The Campaign for Nuclear Disarmament welcomed the significant progress made during the first week of the Non-Proliferation Treaty (NPT) talks, currently ongoing in New York. State representatives at the Preparatory Committee to next year’s major Review Conference agreed an agenda for the first time in a decade, a significant achievement in large part due to the greatly improved approach of the US delegation.

Kate Hudson, Chair of the Campaign for Nuclear Disarmament, said, “Serious progress at next year’s Review Conference is vital to ensuring both disarmament of long-held nuclear arsenals and preventing the creation of any new ones. Agreeing a substantive agenda at this early stage gives hope that the change in mood flowing from Obama’s call for disarmament will be followed through into considerable gains at the 2010 talks – both warhead cuts and diplomatic frameworks for ensuring further progress.”

She continued, “Britain must play its full part in ensuring progress towards a safer world with fewer nuclear weapons. Gordon Brown has said Trident would be on the table ‘as soon as it becomes useful’ – and it will be useful at next year’s negotiations. A bold move by Britain, such as ending continuous patrols by Trident and suspending work on its replacement would be a huge boost to global efforts.”

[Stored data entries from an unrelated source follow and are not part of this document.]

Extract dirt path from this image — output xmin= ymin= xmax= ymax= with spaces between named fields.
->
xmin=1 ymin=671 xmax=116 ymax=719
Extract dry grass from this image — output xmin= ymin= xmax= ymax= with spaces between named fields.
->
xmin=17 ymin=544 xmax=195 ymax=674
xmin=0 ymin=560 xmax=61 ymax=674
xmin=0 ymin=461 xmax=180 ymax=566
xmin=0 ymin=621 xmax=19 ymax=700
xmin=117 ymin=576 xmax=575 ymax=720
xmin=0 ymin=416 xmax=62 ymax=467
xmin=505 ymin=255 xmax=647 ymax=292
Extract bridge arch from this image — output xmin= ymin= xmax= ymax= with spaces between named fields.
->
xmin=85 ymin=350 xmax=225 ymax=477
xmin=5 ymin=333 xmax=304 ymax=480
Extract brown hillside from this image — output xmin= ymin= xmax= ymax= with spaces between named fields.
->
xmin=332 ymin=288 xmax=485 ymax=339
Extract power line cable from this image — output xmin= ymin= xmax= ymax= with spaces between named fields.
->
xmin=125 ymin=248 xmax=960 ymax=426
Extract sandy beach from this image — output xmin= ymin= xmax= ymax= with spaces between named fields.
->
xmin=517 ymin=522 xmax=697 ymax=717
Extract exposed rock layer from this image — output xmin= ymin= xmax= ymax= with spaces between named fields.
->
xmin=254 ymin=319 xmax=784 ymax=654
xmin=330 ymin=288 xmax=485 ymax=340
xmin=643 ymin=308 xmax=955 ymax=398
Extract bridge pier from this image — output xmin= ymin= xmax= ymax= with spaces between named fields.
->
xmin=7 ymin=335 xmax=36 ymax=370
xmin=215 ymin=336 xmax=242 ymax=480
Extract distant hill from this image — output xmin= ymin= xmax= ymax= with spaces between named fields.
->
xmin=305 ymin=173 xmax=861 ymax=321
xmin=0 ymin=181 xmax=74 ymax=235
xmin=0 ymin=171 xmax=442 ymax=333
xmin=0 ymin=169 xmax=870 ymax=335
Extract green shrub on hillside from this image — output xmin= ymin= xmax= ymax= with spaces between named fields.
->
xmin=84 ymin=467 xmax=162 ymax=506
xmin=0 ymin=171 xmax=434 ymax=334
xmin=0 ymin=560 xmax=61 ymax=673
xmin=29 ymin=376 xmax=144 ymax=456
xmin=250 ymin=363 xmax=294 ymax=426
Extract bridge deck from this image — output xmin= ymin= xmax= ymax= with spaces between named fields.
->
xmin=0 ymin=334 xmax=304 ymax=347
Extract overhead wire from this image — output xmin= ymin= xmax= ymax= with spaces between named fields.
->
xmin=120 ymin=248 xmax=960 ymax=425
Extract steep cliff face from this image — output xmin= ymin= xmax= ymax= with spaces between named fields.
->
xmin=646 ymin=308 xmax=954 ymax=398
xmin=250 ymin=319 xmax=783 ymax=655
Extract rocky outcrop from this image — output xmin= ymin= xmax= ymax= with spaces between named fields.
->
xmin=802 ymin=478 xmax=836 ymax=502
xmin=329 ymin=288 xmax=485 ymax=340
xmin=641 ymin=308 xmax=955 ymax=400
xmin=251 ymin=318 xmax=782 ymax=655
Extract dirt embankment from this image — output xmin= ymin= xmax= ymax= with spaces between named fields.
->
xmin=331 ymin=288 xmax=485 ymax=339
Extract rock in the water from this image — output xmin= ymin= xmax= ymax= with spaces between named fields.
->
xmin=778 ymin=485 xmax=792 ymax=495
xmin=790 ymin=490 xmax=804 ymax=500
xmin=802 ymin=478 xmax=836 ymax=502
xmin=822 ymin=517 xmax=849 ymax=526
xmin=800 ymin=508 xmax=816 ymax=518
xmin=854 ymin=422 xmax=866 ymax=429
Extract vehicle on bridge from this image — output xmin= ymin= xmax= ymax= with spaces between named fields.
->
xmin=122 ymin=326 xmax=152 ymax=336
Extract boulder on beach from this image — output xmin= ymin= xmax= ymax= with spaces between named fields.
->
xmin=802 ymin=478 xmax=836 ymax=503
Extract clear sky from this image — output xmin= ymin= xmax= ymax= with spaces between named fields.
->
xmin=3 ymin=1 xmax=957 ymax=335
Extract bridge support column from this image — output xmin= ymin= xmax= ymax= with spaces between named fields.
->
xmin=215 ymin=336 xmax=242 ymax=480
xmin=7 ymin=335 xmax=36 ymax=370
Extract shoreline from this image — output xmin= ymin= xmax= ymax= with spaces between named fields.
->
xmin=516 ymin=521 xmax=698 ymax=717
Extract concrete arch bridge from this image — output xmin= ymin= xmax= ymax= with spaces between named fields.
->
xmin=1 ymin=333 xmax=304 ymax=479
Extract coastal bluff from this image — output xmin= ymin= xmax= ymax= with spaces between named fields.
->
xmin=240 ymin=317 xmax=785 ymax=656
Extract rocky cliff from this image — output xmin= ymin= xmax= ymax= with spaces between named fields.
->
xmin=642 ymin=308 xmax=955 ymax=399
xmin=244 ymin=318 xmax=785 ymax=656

CND also welcomed the inclusion of a review of the ’13 Practical Steps’ that the nuclear-weapon states agreed to undertake at the last successful review conference in 2000, which includes support for the aim of eliminating all nuclear weapons and the strengthening of the Anti-Ballistic Missile Treaty which Bush withdrew from in order to pursue missile defence.

In another significant change of tone, Rose Gottemoeller, the US assistant secretary of state for arms control noted that “universal adherence to the NPT itself – including by India, Israel, Pakistan and North Korea – also remains a fundamental objective of the United States.” This statement, explicitly calling on Israel to join the NPT regime, which it would have to do as a non-nuclear weapon state, is a marked change in policy from that of the Bush administration, which effectively allowed Israel to retain the Middle East’s only nuclear arsenal.